Een te groot hart

Een te groot hart. Het klinkt bijna poëtisch. Als het geen noodlottige afloop had. Nog nooit voelde ik mij zo ontroostbaar. Als ik naar haar lege hok kijk. Haar lege mandje. De plukjes hooi die op het vloerkleed liggen, maar die nooit meer opgegeten zullen worden. De slap geworden takjes munt en het aangevreten stukje appel onder de tafel, het enige dat ze gisteren nog wilde eten. De deur naar de hal die open staat, want daar kan ze toch niet meer gauw naar toe hoppen als ik even niet kijk. Of de blaadjes die van de kamerplant op de grond zijn gevallen, ik hoef ze niet meer gelijk op te rapen. Overal waar ik kijk zie ik wel íets waardoor de tranen in mijn ogen springen.

konijntje

Bunny von D is op 11 januari overleden. Ze zou deze zomer 7 jaar zijn geworden.

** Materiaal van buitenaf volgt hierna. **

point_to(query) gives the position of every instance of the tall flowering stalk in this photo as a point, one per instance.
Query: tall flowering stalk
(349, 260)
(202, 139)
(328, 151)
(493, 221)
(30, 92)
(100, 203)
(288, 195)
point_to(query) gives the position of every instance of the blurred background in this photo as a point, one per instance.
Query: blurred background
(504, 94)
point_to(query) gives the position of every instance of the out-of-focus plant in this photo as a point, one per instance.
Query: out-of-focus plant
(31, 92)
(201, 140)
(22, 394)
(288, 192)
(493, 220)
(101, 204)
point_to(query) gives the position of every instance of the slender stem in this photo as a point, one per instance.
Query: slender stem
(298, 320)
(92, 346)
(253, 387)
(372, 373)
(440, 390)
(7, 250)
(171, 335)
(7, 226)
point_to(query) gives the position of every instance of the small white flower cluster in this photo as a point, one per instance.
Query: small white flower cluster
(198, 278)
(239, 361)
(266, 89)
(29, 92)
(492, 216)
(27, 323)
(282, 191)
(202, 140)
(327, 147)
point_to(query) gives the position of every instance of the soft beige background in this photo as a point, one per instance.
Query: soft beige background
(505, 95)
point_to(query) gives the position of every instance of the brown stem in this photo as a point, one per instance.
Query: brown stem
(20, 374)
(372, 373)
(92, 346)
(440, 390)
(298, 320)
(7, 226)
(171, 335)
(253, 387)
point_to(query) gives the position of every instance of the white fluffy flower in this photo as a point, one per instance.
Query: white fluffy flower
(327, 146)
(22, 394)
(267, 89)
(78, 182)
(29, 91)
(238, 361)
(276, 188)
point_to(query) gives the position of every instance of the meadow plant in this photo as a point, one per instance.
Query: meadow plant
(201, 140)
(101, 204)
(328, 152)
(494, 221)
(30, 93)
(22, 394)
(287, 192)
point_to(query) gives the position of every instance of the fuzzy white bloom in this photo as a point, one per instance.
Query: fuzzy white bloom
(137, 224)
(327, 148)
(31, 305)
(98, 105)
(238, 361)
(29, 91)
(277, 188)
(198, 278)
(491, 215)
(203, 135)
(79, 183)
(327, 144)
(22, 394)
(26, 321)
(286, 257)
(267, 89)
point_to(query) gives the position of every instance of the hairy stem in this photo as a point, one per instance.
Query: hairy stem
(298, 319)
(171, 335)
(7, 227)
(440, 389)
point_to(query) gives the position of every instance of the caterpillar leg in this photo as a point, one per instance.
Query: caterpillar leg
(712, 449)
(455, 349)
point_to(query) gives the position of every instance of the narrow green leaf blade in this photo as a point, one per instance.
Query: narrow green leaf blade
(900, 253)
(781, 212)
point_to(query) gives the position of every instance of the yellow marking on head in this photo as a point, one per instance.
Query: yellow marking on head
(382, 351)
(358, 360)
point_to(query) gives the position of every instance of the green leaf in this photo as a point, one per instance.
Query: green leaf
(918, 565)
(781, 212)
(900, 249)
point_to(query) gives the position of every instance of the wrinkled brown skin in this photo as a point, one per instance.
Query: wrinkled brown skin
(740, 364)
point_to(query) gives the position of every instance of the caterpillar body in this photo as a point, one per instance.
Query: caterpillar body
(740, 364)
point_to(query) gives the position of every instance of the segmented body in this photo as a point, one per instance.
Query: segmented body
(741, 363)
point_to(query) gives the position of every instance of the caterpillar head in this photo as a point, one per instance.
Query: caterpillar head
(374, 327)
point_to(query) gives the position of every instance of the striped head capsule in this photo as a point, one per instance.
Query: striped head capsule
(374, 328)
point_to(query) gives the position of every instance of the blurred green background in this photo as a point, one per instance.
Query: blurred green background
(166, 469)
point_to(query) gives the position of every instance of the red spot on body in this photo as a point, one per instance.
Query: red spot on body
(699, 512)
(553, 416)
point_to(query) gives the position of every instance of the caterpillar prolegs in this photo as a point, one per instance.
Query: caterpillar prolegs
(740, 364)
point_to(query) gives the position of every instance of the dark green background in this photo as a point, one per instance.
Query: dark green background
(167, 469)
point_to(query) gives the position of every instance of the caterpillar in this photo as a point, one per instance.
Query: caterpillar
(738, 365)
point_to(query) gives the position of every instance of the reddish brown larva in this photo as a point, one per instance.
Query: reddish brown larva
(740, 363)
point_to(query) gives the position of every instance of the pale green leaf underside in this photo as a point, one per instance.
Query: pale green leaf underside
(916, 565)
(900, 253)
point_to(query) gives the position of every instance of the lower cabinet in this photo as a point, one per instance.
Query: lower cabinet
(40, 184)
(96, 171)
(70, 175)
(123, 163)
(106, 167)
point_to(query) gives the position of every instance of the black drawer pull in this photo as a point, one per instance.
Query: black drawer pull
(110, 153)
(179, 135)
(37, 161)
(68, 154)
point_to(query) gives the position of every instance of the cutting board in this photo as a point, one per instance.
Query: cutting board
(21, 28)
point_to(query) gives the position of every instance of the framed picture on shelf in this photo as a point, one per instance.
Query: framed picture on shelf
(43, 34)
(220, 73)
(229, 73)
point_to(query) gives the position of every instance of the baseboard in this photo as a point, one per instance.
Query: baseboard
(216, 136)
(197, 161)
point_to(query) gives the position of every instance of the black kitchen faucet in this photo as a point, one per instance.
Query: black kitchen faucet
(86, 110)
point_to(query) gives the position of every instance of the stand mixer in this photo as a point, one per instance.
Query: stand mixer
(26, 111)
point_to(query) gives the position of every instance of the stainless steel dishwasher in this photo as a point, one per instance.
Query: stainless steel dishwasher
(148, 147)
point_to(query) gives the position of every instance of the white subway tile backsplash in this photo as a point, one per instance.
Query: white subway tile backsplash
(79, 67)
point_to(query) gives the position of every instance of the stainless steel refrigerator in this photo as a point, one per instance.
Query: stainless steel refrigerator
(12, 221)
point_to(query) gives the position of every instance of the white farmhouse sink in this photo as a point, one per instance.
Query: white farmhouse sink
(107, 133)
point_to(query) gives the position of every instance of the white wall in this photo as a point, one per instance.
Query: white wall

Bunny liep al een tijdje te kwakkelen met haar gezondheid. Op het laatst dachten we dat het misschien dan toch die blaasontsteking weer was. Maar vorige week leek ze maar niet op te knappen van de antibiotica. En ondanks de pijnstillers die ze kreeg, zag ik dat ze pijn had. Eergisteren toen ze haar medicijnen kreeg en ze het gelijk weer uit haar mondje liet lopen, wist ik dat het niet goed zat. Alsof ze dacht “het hoeft allemaal niet meer, het is nu klaar”. Ze had altijd al een eigen willetje. Steve dacht precies hetzelfde. Maar allebei durfden we het niet hardop te zeggen. Natuurlijk, alle huisdieren gaan een keer dood. Maar niet die van ons. In ieder geval niet nú. Pas als ze heel-heel oud is. “Je wordt toch honderd jaar, dat hadden we toch afgesproken?” en ik gaf haar een kus op haar hoofdje. Op de bank zat ze, terwijl haar hele lijfje schudde van het ademen. Ik haalde mijn kussen op van boven en ben naast haar gaan liggen op de bank en bleef haar aaien tot ik in slaap viel. Ze leek gelukkig iets rustiger te worden. Een paar keer maakte ze me wakker door haar hoofdje onder mijn hand te duwen. En dan aaide ik haar weer. De hele week had ik al nachtmerries dat ze dood ging of iets anders naars meemaakte, en dat was nu ook niet anders.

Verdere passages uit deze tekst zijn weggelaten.